Consider first the expectations of Christian parents. We so easily expect children to be reformed by rules that we soon become hardened when they are not. But a wise man once said the doctrine of total depravity should stir deep compassion in parents, for after all the first thing we gave our children was their sin nature. “Behold, I was brought forth in iniquity, and in sin did my mother conceive me” (Ps. 51:5).

This does not mean a child is less guilty than a parent, but it does mean Christian parents must be, in their imitation of God, slow to anger. As Dort said: “without the regenerating grace of the Holy Spirit, they are neither able nor willing to return to God, to reform the depravity of their nature, or to dispose themselves to reformation” (COD, III/IV.3).  Our children need more than mere instruction. Praying for the Spirit and for slowness to anger is proof grownups know it. “Whoever is slow to anger has great understanding” (Prov. 14:29).

Consider now the expectations of Christian citizens. How easily we become agitated and irate and inhospitable and downright hateful toward neighbors when they do not hold to the teachings of Christ. When expectations are shattered that our neighbors are not becoming better, we often become worse. These are lusty times. Many Christians today want the very ministry Paul rejected: “For what have I to do with judging outsiders? (1 Cor. 5:12). We are ready to hang-up Law-Gospel for Law-Law.  
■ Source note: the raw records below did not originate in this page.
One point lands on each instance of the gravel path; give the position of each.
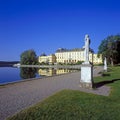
(15, 97)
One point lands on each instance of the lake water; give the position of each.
(12, 74)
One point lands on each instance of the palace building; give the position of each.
(70, 56)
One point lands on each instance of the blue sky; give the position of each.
(46, 25)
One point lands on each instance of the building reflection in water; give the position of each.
(26, 73)
(52, 72)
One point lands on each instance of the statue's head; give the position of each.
(86, 36)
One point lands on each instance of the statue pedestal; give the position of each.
(86, 80)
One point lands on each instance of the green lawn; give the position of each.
(76, 105)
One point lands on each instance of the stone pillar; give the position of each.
(105, 64)
(86, 80)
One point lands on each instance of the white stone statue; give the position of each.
(86, 52)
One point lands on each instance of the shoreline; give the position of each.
(18, 96)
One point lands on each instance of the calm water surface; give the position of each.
(11, 74)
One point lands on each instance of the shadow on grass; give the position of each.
(100, 84)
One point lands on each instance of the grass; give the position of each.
(76, 105)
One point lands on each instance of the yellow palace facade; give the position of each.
(70, 56)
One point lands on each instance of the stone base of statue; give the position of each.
(86, 80)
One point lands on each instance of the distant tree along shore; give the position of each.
(8, 63)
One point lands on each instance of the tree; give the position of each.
(28, 57)
(110, 48)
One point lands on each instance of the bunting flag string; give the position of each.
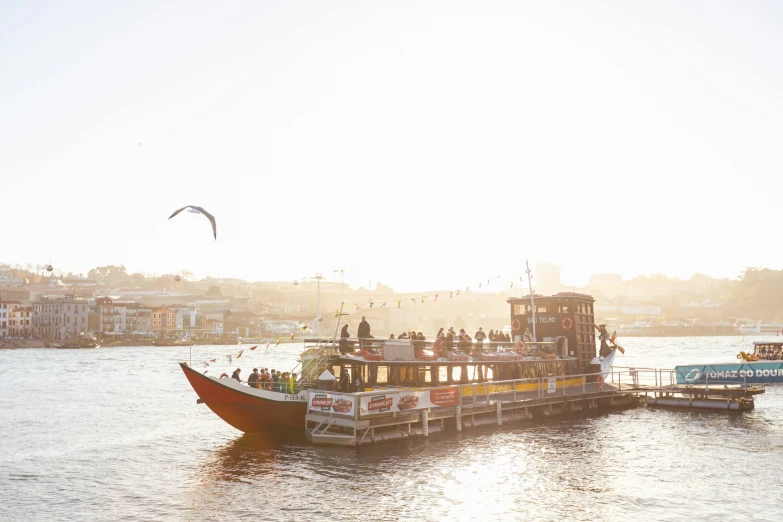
(415, 300)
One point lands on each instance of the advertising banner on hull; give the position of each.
(405, 400)
(751, 373)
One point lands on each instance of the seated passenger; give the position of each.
(252, 381)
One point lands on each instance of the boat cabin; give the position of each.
(768, 351)
(568, 315)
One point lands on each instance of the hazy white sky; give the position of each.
(424, 144)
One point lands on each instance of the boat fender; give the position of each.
(516, 325)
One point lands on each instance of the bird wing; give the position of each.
(178, 211)
(211, 219)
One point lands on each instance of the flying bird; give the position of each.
(198, 210)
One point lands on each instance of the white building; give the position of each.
(8, 277)
(59, 318)
(5, 317)
(21, 322)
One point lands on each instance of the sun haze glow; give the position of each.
(425, 145)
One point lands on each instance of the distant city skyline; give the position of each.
(495, 283)
(425, 145)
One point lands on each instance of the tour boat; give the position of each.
(75, 344)
(394, 364)
(763, 366)
(761, 329)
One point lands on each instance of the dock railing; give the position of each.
(640, 379)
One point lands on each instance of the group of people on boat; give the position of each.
(770, 354)
(264, 379)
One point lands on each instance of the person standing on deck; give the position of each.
(252, 381)
(479, 337)
(449, 342)
(344, 336)
(364, 331)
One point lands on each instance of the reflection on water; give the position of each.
(122, 437)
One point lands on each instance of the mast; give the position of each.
(318, 278)
(532, 301)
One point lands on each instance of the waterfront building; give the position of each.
(15, 293)
(163, 319)
(5, 316)
(21, 321)
(59, 318)
(8, 277)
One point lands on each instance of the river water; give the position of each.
(116, 433)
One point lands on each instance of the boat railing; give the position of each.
(663, 379)
(465, 394)
(529, 348)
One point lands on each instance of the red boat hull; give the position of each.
(243, 410)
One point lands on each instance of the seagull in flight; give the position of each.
(198, 210)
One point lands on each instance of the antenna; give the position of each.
(318, 277)
(342, 274)
(532, 301)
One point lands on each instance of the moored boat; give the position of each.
(378, 364)
(763, 366)
(75, 344)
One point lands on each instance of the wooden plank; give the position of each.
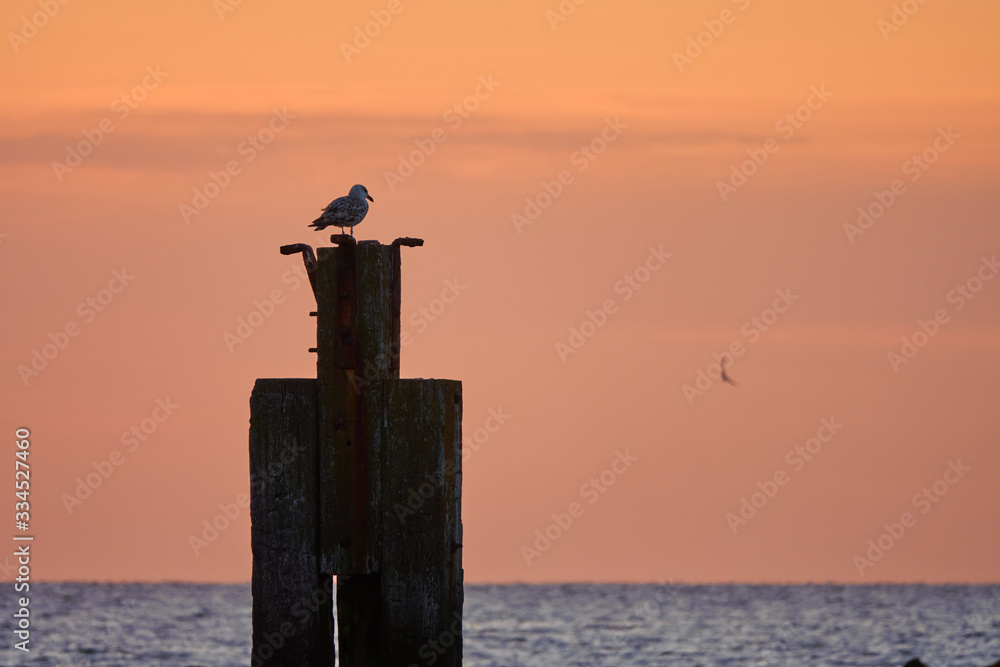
(292, 601)
(422, 594)
(355, 341)
(336, 326)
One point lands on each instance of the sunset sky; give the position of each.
(616, 192)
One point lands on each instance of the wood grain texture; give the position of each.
(422, 594)
(292, 600)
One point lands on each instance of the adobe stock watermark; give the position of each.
(248, 149)
(696, 44)
(473, 441)
(122, 107)
(562, 12)
(786, 126)
(223, 7)
(581, 159)
(925, 500)
(592, 491)
(230, 512)
(796, 458)
(263, 309)
(594, 320)
(752, 329)
(30, 26)
(87, 310)
(958, 296)
(899, 17)
(132, 439)
(915, 167)
(453, 117)
(363, 35)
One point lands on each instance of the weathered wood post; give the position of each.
(356, 474)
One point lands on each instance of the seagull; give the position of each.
(725, 377)
(345, 211)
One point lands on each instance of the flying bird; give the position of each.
(725, 376)
(345, 211)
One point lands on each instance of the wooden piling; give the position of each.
(293, 621)
(385, 461)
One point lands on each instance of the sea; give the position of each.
(188, 625)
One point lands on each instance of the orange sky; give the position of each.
(197, 84)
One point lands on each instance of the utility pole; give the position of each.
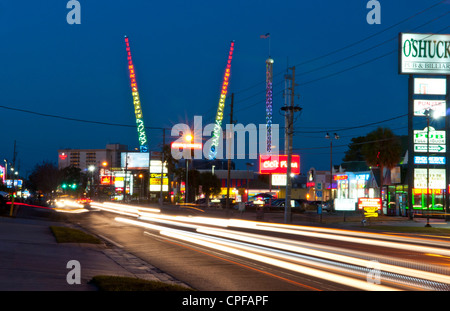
(287, 87)
(290, 116)
(290, 132)
(12, 185)
(229, 154)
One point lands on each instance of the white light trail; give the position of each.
(347, 281)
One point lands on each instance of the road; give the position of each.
(218, 254)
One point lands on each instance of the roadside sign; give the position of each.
(436, 137)
(319, 194)
(370, 206)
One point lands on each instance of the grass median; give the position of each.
(70, 235)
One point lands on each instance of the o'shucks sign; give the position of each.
(424, 54)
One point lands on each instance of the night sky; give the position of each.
(67, 86)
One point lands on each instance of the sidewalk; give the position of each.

The doctrine of total depravity has something strong to say here, chastening proud Christians and driving humble ones further into prayer. COD III/IV.5, explains why there are devoted Christians in some nations/families/communities and not in others. It says, “The cause of this dispensation is not to be ascribed to the superior worth of one nation above another, nor to their making a better use of the light of nature, but results wholly from the sovereign good pleasure and unmerited love of God. Hence they, to whom so great and so gracious a blessing is communicated above their desert, or rather notwithstanding their demerits, are bound to acknowledge it with humble and grateful hearts….”  
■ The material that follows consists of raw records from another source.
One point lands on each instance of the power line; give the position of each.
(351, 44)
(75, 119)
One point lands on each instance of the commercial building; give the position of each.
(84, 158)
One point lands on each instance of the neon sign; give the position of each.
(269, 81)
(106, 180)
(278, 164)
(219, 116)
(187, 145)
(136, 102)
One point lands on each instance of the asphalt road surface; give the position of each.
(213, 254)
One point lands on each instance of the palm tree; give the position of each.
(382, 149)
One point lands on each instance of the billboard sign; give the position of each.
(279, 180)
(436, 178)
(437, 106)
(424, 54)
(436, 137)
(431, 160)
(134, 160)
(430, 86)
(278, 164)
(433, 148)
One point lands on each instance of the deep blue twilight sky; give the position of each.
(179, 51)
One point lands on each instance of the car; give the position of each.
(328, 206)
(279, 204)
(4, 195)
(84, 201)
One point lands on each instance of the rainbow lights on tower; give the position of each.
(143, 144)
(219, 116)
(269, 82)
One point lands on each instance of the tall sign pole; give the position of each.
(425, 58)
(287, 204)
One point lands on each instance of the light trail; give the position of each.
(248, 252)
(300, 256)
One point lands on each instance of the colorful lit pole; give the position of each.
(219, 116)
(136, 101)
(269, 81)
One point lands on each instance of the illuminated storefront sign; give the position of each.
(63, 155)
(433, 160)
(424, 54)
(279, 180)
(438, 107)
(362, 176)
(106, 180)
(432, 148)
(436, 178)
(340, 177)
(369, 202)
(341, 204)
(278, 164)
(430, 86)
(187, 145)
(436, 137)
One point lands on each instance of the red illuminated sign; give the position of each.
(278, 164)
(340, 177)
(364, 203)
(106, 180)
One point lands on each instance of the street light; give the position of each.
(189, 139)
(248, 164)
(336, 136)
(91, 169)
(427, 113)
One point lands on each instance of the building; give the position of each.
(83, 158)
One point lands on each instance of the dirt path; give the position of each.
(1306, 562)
We did not start at a less depraved place before God than others, that is not what explains us nor them. Only a humble and grateful heart will confirm we have a good theology of God’s love toward the depraved.

Finally, consider the expectations of reckless Christians. Some Christians – I hope far fewer than I suppose – use the doctrine of total depravity to keep their expectations very low for a life of personal holiness. “I just can’t stop sleeping with my girlfriend.” “I just can’t stop getting drunk.” “I just can’t get to church.” These take what is true of the unregenerate and claim it to be true of the Christian. But scripture says: “If anyone is in Christ, he is a new creation. The old has passed away; behold, the new has come” (2 Cor. 5:17). 

No doubt, the Christian will struggle with sin his whole life. But the Christian struggles in Christ. Before regenerating grace appeared we did not struggle in Christ. Now we do because now, in union with Christ through the Holy Spirit, we are not totally depraved. Sin remains present but its dominion is broken. As COD III/IV.11 so aptly says: the “regenerating Spirit, pervades the inmost recesses of the man; He opens the closed, and softens the hardened heart, and circumcises that which was uncircumcised, infuses new qualities into the will, which though heretofore dead, He quickens; from being evil, disobedient, and refractory, He renders it good, obedient, and pliable; actuates and strengthens it, that like a good tree, it may bring forth the fruits of good actions.”

The doctrine of total depravity is a balm to our warped expectations. Apply liberally. 

John Hartley has been pastor of Apple Valley Presbyterian Church since 2010, having previously been a pastor for 10 years in Vermont. He is a Wisconsin native and a graduate of University of Wisconsin-Milwaukee as well as Dallas Theological Seminary. John lives with his wife Jen and their five children.